Trian also voiced concern over cases of what it called poor corporate governance and a disconnect from DuPont stockholders.
“Despite management's rhetoric about the value of ‘integrated science,' the reality is that DuPont is struggling operationally,” the hedge fund said.
Trian added that DuPont's earnings per share are down since 2011; organic revenue growth and margins have underperformed peers in five of the company's seven segments; and management has lowered and/or missed its own guidance to Wall Street for the third year in a row while consistently failing to achieve the revenue and margin targets presented at DuPont's 2011 investor day.
The firm further criticized DuPont board for not holding management accountable for continuing underperformance and repeated failures to deliver publicly stated revenue and earnings targets.
Trian repeated its call for a separation of DuPont into GrowthCo (Agriculture, Nutrition and Health, Industrial Biosciences) and CyclicalCo/CashCo (Performance Materials, Safety and Protection, Electronics and Communications), in addition to separating Performance Chemicals.
The separation, it argued, would eliminate an entire layer of corporate overhead and corporate bureaucracy, and serve as a catalyst for a clean slate to design the ideal cost structure through zero-based budgeting.
Trian cited the substantial increase in profitability at Axalta Coatings Systems—DuPont's former Performance Coatings business—following its sale to a private equity firm in 2013, as “a powerful example of the benefits of focus and the excessive costs incurred by DuPont”.
DuPont issued a release on the same day informing its shareholders of the nomination and defending its performance over the years.
“DuPont's board of directors and management have a track record of delivering shareholder value.

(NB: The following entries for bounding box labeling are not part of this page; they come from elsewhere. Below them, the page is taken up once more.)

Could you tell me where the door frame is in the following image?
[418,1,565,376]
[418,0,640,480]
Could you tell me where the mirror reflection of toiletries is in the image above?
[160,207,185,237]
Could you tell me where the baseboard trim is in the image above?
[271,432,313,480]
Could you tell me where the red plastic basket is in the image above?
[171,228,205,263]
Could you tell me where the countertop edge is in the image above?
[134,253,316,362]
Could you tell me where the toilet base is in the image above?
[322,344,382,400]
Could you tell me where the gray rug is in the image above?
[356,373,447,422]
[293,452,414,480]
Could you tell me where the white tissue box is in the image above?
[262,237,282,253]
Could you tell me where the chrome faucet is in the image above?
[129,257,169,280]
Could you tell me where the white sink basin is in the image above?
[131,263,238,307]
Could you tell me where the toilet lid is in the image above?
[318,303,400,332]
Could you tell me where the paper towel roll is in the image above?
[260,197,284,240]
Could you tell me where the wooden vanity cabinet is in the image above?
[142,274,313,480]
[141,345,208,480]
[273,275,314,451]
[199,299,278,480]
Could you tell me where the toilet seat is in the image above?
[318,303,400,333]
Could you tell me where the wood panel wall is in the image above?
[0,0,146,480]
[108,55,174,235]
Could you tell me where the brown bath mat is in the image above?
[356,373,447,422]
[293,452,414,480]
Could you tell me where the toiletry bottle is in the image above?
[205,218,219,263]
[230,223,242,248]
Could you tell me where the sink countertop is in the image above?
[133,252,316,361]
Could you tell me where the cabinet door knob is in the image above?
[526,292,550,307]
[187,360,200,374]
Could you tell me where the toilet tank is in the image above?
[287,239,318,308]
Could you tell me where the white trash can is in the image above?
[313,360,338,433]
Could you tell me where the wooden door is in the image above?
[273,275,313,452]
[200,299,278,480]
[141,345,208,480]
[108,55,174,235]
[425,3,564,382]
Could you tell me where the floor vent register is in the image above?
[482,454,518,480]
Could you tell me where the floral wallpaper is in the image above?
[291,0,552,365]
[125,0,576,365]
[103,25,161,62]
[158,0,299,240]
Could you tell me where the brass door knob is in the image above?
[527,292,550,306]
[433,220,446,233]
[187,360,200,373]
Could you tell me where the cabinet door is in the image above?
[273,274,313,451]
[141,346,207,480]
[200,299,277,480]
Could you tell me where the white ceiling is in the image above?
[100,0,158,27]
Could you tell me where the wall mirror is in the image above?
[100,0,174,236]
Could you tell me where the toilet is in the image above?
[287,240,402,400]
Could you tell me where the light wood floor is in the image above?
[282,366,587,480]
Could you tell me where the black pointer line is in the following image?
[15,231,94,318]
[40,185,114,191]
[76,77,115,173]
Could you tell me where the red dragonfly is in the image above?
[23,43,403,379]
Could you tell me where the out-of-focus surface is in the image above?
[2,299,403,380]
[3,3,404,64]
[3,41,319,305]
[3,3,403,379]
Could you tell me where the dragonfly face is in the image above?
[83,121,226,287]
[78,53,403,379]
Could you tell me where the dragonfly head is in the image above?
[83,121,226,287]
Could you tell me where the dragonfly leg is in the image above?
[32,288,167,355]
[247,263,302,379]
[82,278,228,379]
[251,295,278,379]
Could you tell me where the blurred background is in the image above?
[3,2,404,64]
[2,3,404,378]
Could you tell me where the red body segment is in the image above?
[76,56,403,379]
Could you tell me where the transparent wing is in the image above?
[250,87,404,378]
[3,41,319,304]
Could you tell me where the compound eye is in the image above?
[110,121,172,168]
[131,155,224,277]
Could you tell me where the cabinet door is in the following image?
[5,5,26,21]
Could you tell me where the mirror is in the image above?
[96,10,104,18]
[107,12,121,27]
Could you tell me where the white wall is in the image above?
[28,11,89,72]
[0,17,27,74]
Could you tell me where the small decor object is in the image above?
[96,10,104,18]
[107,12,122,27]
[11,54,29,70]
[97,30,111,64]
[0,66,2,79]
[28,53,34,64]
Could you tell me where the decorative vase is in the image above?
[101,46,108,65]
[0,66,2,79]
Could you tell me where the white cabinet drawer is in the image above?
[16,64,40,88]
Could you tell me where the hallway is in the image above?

Over the last one-, three-, and five-year periods, DuPont has delivered total shareholder return of 17 percent, 78 percent, and 160 percent respectively, all in excess of its proxy peers and the S&P 500,” the statement said in response to the Trian announcement.
Under the current leadership team, which has been in place since the end of 2008, DuPont said it has delivered a cumulative capital return of $13 billion to shareholders and 266 percent total shareholder return, relative to the S&P 500 of 159 percent and proxy peers of 133 percent.
On the issue of company separation, DuPont said that the board and management team had proactively refined the portfolio around three strategic priorities, including the separation of the Performance Chemicals division and seven previous divestitures.
“We are on track with our enterprise-wide redesign initiative which will contribute at least $1 billion in savings, and we will continue to identify additional areas of productivity across the organization,” DuPont said.